Bloggers Recover together: one year after July 7.
My Way News has the story here.
Witness the sorrow:
They endured the horrors of the July 7 bombings alone. They recover from the together.(British Rachel North, a survivor from the July 7 London bombings poses for a photographer in central London Wednesday June 28, 2006, one week ahead of the first anniversary of the terrorist attacks on the British capitol. North, a 35-year-old advertising executive, has become a reluctant figurehead. She has drawn 150,000 readers to her online journal, which described the horror of the blast on a Piccadilly line carriage that killed 25 passengers. (AP Photo/Christopher Pledger))Bloodied and bewildered strangers led each other from the wreckage of the London bombings last July 7. A year later, many of them have forged close bonds - sharing their experiences in a network of blogs.
Dozens of the 700 injured in the train and bus blasts have recounted their stories online and are using them to press the British government for a full public inquiry.
Advertising executive Rachel North, 35, has become a reluctant figurehead, drawing 150,000 readers to her online journal, which described the horror of the blast on a Piccadilly line carriage that killed 25 passengers.
As she rode the subway just six feet away from 19-year-old suicide bomber Jermaine Lindsay, North already was recalling an earlier trauma: reading a newly published magazine article about her rape in 2002, when a teenage assailant tied a wire noose around her neck and beat her unconscious.
North suffered only minor wounds in the bombing and returned home within hours. Unable to sleep, she posted a message on an Internet forum, describing the sickening feeling of the new attack.
"Clouds of choking smoke filled the tube carriage ... I thought I was about to die, or was dead," she wrote. "There was silence for 10 secs. Then a terrible screaming."
"In 2002, when I was first attacked, I'd found reading the experiences of others who'd gone through the same thing helped, so I wanted to get my experience out," North told The Associated Press in an interview.
"It was cathartic for me, but I also hoped it would be read by those struggling with shock."

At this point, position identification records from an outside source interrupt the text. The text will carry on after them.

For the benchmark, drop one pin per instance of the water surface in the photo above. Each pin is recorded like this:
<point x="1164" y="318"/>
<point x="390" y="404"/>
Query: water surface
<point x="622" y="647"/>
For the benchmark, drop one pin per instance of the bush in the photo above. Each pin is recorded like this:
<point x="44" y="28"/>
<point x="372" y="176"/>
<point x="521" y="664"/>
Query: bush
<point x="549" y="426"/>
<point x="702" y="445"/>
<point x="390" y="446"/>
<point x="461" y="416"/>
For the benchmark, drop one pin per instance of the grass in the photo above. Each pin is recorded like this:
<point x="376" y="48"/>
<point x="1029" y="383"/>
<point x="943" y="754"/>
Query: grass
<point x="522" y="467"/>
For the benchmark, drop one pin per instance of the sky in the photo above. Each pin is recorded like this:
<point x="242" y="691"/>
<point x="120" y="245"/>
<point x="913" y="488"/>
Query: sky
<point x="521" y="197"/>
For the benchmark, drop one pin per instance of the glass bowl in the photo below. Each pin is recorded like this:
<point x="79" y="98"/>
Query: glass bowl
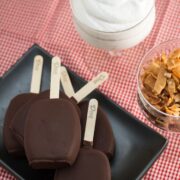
<point x="113" y="41"/>
<point x="158" y="118"/>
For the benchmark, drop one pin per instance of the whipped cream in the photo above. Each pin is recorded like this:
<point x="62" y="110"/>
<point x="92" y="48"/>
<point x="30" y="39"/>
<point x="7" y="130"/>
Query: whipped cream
<point x="111" y="15"/>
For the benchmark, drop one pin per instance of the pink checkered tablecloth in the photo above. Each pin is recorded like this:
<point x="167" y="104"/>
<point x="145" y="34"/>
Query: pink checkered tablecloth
<point x="49" y="23"/>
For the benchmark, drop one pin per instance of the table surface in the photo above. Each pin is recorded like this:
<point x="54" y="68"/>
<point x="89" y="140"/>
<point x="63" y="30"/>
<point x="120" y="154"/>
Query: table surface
<point x="49" y="23"/>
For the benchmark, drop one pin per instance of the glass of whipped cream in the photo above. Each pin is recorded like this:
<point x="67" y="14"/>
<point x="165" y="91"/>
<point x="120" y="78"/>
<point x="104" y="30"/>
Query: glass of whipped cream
<point x="113" y="25"/>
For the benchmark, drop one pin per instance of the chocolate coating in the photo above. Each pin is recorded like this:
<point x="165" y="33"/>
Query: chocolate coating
<point x="19" y="120"/>
<point x="103" y="136"/>
<point x="11" y="144"/>
<point x="91" y="164"/>
<point x="52" y="134"/>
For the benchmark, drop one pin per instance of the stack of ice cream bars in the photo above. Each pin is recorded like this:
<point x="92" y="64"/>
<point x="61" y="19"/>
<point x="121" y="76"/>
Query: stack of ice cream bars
<point x="57" y="130"/>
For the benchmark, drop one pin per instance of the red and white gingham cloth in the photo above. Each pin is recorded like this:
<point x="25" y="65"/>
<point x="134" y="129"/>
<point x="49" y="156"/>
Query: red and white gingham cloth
<point x="49" y="23"/>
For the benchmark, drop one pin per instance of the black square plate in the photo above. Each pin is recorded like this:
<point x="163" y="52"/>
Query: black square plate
<point x="137" y="145"/>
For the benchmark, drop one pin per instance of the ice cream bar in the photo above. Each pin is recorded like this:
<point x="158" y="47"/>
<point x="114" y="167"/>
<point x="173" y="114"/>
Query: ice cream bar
<point x="91" y="164"/>
<point x="18" y="123"/>
<point x="10" y="142"/>
<point x="103" y="138"/>
<point x="52" y="132"/>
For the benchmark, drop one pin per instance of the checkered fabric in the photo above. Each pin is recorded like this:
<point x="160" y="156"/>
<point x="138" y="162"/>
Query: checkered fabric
<point x="49" y="23"/>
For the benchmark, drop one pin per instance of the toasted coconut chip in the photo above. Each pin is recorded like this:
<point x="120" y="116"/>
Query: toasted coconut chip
<point x="176" y="80"/>
<point x="149" y="81"/>
<point x="160" y="82"/>
<point x="171" y="87"/>
<point x="177" y="98"/>
<point x="176" y="71"/>
<point x="164" y="58"/>
<point x="169" y="102"/>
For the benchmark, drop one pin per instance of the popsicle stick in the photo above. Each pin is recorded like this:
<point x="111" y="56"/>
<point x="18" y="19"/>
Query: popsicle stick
<point x="90" y="86"/>
<point x="36" y="74"/>
<point x="90" y="122"/>
<point x="66" y="82"/>
<point x="55" y="78"/>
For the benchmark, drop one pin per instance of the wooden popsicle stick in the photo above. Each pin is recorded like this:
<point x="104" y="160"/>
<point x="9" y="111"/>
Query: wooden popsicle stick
<point x="66" y="82"/>
<point x="36" y="74"/>
<point x="90" y="122"/>
<point x="55" y="78"/>
<point x="90" y="86"/>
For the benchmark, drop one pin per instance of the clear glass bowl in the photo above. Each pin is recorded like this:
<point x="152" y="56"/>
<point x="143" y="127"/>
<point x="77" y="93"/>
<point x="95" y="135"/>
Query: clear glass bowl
<point x="158" y="118"/>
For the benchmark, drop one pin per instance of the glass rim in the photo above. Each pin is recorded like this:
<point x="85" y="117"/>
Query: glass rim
<point x="139" y="82"/>
<point x="113" y="32"/>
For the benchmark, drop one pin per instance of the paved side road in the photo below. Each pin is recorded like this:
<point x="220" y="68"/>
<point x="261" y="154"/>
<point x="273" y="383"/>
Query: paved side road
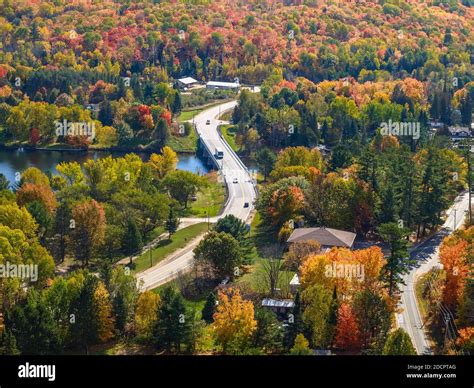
<point x="241" y="192"/>
<point x="426" y="256"/>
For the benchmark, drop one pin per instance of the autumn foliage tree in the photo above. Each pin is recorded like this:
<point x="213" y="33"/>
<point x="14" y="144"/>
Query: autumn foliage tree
<point x="89" y="229"/>
<point x="347" y="331"/>
<point x="234" y="321"/>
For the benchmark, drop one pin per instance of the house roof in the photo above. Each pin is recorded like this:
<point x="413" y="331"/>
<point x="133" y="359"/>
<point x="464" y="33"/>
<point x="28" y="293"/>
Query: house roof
<point x="223" y="84"/>
<point x="267" y="302"/>
<point x="295" y="280"/>
<point x="187" y="80"/>
<point x="325" y="236"/>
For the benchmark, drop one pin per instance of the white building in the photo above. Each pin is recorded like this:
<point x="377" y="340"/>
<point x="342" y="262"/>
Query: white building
<point x="222" y="85"/>
<point x="186" y="82"/>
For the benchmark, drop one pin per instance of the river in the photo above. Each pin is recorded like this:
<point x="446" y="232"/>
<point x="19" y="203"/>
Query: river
<point x="13" y="161"/>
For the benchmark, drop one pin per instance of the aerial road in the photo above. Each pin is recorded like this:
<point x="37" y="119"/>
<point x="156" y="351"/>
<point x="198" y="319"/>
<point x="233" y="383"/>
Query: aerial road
<point x="240" y="189"/>
<point x="426" y="256"/>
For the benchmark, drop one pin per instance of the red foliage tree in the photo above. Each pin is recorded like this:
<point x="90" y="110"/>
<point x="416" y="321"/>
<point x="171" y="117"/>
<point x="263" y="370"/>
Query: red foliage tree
<point x="347" y="332"/>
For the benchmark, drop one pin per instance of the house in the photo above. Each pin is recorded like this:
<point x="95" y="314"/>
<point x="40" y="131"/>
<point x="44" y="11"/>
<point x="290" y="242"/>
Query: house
<point x="222" y="85"/>
<point x="295" y="284"/>
<point x="327" y="237"/>
<point x="279" y="306"/>
<point x="186" y="82"/>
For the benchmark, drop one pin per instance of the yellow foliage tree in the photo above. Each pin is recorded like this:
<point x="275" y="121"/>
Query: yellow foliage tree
<point x="146" y="312"/>
<point x="234" y="321"/>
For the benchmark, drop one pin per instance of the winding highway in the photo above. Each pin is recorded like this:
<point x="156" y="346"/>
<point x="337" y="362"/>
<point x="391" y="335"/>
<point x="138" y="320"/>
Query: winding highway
<point x="426" y="256"/>
<point x="240" y="189"/>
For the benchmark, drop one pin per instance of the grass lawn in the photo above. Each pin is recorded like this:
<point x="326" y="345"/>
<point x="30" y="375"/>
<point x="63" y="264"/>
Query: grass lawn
<point x="209" y="199"/>
<point x="256" y="279"/>
<point x="165" y="247"/>
<point x="189" y="114"/>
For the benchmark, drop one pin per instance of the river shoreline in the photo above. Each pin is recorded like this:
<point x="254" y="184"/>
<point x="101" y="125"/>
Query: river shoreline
<point x="138" y="150"/>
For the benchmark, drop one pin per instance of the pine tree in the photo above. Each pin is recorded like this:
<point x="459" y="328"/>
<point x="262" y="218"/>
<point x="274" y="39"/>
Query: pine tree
<point x="209" y="308"/>
<point x="172" y="223"/>
<point x="399" y="344"/>
<point x="398" y="261"/>
<point x="132" y="239"/>
<point x="176" y="106"/>
<point x="9" y="347"/>
<point x="174" y="323"/>
<point x="162" y="132"/>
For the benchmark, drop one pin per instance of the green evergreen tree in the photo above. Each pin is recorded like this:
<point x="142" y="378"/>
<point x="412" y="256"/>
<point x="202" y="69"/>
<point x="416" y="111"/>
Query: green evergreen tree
<point x="399" y="344"/>
<point x="132" y="240"/>
<point x="398" y="262"/>
<point x="209" y="308"/>
<point x="172" y="223"/>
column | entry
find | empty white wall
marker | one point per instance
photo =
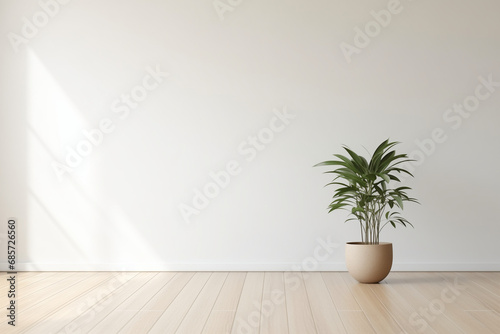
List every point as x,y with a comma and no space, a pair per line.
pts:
231,71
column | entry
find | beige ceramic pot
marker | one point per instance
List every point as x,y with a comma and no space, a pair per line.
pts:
368,263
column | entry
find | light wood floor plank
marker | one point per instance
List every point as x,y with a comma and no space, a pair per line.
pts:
128,309
91,317
230,294
356,322
254,302
141,322
323,309
174,314
399,308
340,294
152,311
408,288
62,305
219,322
274,317
490,319
247,317
432,287
374,311
221,318
300,319
197,316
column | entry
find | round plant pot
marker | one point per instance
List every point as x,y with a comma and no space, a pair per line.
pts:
368,263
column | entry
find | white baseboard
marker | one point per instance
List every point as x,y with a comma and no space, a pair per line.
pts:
242,266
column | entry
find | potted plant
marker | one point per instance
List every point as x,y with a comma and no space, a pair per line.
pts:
364,188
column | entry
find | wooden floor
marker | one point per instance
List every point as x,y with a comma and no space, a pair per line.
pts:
253,302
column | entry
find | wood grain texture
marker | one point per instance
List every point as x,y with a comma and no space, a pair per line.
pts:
254,302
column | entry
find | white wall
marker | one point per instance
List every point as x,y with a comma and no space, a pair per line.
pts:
119,208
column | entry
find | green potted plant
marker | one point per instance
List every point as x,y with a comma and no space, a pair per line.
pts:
365,188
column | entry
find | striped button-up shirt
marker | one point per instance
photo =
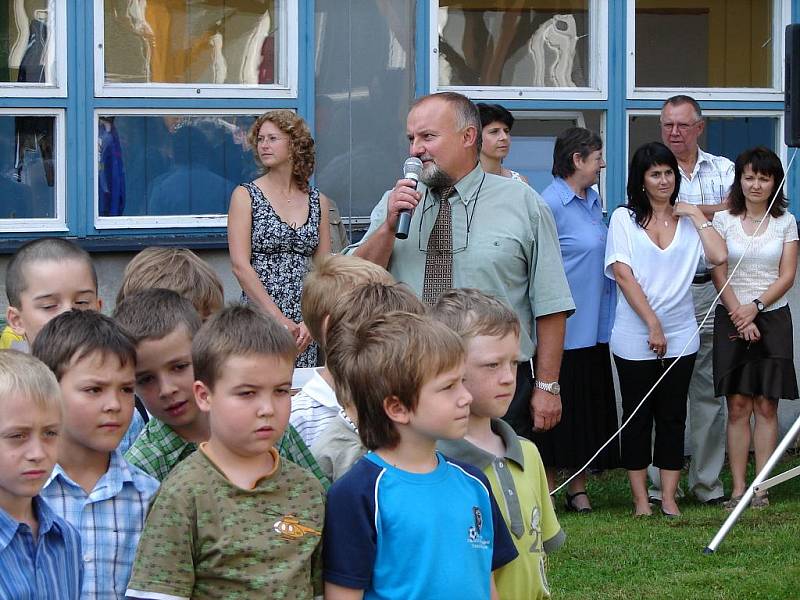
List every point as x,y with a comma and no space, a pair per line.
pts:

Soon after her first post, North was contacted by a survivor who had already taken the difficult first step of returning to London's Underground. A day later, nauseous and shaking with fear, North returned to the subway and, by chance, met a third anxious survivor.
From those meetings grew King's Cross United - a network of 110 victims of Lindsay's bomb, including members from Spain, Turkey and Singapore - who trade advice on a Web site and meet in person.
That's a lesson we can all continue to learn.
That's why we're Church, after all.
We sinned against God, ourselves and those in our lives all on our own. We recover from those sins, and from the devestations they caused, when we repent and rejoin God and our neighbors. In other words, when we're sick to the point of death, it's time to head to the hospital. That's what we are as Church together. We're in the hospital to heal. Christ is the physician that treats us.
And the funny thing is, Church works the same way when we're sinned against. Shattered by those sins others commit against us, we can drown alone in our bitterness, resentment and pain. Or we can forgive. It's easier to forgive when we do it united with our Savior. In other words, when we're under the Physicians care, we act healthier.
Rachel North and her peers gathered together to heal from the horrors they experienced. Let's follow their example as we unite together with each other and our Savior.